23 May, 2000

Netimperative couldn't meet cash needs

By Dianne See Morrison

The posting on Netimperative.com's news Web site couldn't have been more postmodern. The top story was about the London-based company's own crushed dreams.

"After six months in life, Netimperative.com is the latest victim of dot-com fallout, and has today announced the commencement of liquidation proceedings, following a board meeting this morning," read the brief story. The company appointed liquidators, Kroll Buchler Phillips, "to assess the situation."

Just days after news broke about the flameout of Boo.com, another European Web company, Netimperative.com's decision to bring in liquidators sent shockwaves through this region's Internet industry. Observers blamed depressed market conditions for the fall, while others cited Europe's weak stomach for cash-burning startups.

Unlike other Internet companies that have gone under, Netimperative.com was thought to have had a good proposition backed by a sensible management team. Backed by investment and research firm Durlacher and by Internet incubator Esouk.com, Netimperative.com's plan was to provide news and analysis of the Internet industry and to provide community and business services to its members. Revenue streams included advertising and sponsorship, and later, were to include fees generated from member services. Its team includes founder Felicia Jackson, a former journalist, and chairman Albert Scardino, a Pulitzer prize-winning journalist.

By several accounts, the company, which was founded in November and launched three months ago, was thought to be on track, hitting milestones investors had set. Trouble began when the company began looking for a second round of funding. Durlacher refused to invest any more money in the startup. Esouk.com's CEO Guy Courtman flatly refused comment on the shutdown. The news calls into question whether or not Europe's love affair with dot-coms is coming to an end.

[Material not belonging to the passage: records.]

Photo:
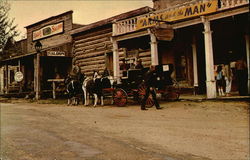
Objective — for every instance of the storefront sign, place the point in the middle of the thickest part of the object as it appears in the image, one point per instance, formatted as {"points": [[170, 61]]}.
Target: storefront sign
{"points": [[198, 9], [164, 34], [48, 31], [55, 53], [18, 76]]}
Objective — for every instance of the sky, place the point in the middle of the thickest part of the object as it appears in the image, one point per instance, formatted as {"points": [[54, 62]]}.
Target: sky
{"points": [[84, 11]]}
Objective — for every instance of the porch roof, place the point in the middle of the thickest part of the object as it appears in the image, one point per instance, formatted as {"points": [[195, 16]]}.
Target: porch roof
{"points": [[122, 16]]}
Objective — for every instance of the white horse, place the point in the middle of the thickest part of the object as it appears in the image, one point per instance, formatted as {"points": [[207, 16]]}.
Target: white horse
{"points": [[94, 87]]}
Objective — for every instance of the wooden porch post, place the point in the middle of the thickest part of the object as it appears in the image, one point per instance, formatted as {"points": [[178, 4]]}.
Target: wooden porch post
{"points": [[115, 59], [195, 69], [37, 85], [6, 78], [248, 61], [154, 49], [210, 82]]}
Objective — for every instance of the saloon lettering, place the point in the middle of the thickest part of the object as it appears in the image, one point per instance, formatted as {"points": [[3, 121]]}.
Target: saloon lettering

"I was stunned," says Tim Hammond, CEO of Ideashub, an Internet accelerator. "There is no reason for them not to continue. Netimperative has done its job, unlike Boo.com, which was a travesty."


According to Durlacher, whose shares hit an all-time low on the news, its refusal to fund Netimperative.com shouldn't be linked to what happened to Boo.com. "This is a very specific case," says Jay Marathe, head of consulting at Durlacher. "This should not be seen as a statement of the market."

Durlacher officials refused to discuss specifics about why the company declined to provide additional funding. Some commentators are predicting that more European startups are in for a "second-round funding rout." By comparison, getting seed funding and first-round funding looks a lot easier.

"There's a big difference between a company not getting funding and a business failing," says Mr. Hammond, who predicts problems for other startups seeking funds.

Durlacher invested a relatively modest £570,000 for a 28.5 percent stake in Netimperative.com.

Another company in Durlacher's portfolio is The451.com, an Internet startup covering news of the industry. According to sources close to the company, Netimperative.com executives are said to have been annoyed Durlacher chose to take a 65 percent stake in their competitor. "It was presented to them in a way that didn't make them out to be competitor," says a source. "But clearly it is."

Durlacher officials deny the two companies are competitors. They also deny that the The451.com investment put brakes on additional funding for Netimperative.com. However, Durlacher's Mr. Marathe says he believes The451.com to be "a stronger proposition," emphasizing how The451.com was founded by ex-Financial Times writers, who were "top-tier journalists" providing analysis beyond basic news.


Meanwhile, several venture capitalists and incubators downplayed any larger implications tied to Netimperative.com's troubles.

"These are just two businesses," says Mr. Hammond, speaking of Boo.com and Netimperative.com. "Businesses fail every day, even in the U.S. -- no one can have 100 percent strike rate." Mr. Hammond adds he was sure Europe would have its share of success stories. "People like to focus on the negatives," he says. "Rome wasn't built in a day. Just because everything is in Internet time doesn't mean you can create a [profit-generating] business in four months. It's a shame if this does affect new startups."

Shakir Merali, a senior associate at Geocapital Partners, believes that like Boo.com's downfall, Netimperative.com's problems will weed out the weak and the frivolous. "What something like this does is refocus the energy. It clears the market and stops the insane valuations where there are no real business fundamentals underpinning the idea," Mr. Merali says.


Internet companies are taking the news more seriously. For now, startups are keeping a low profile, rather than courting the publicity that helped crash Boo.com. Instead of talking global, they're talking local, hoping to prove the model can work, before setting their ambitions across Europe. Some are even wondering if Europe will be the home of click-and-bricks, shutting out small startups in favor of corporate giants.

"It's pretty scary," says Robert Norton, cofounder of Clickmango.com, a vitamin and health product e-tailer. Mr. Norton thinks investors have grown impatient with the burn rates of startup companies.

"Maybe the startups aren't going to be the winners in Europe after all," Mr. Norton says glumly. Europe won't likely enjoy the same "breadth of new economy" as did the U.S. He says: "It's about survival right now."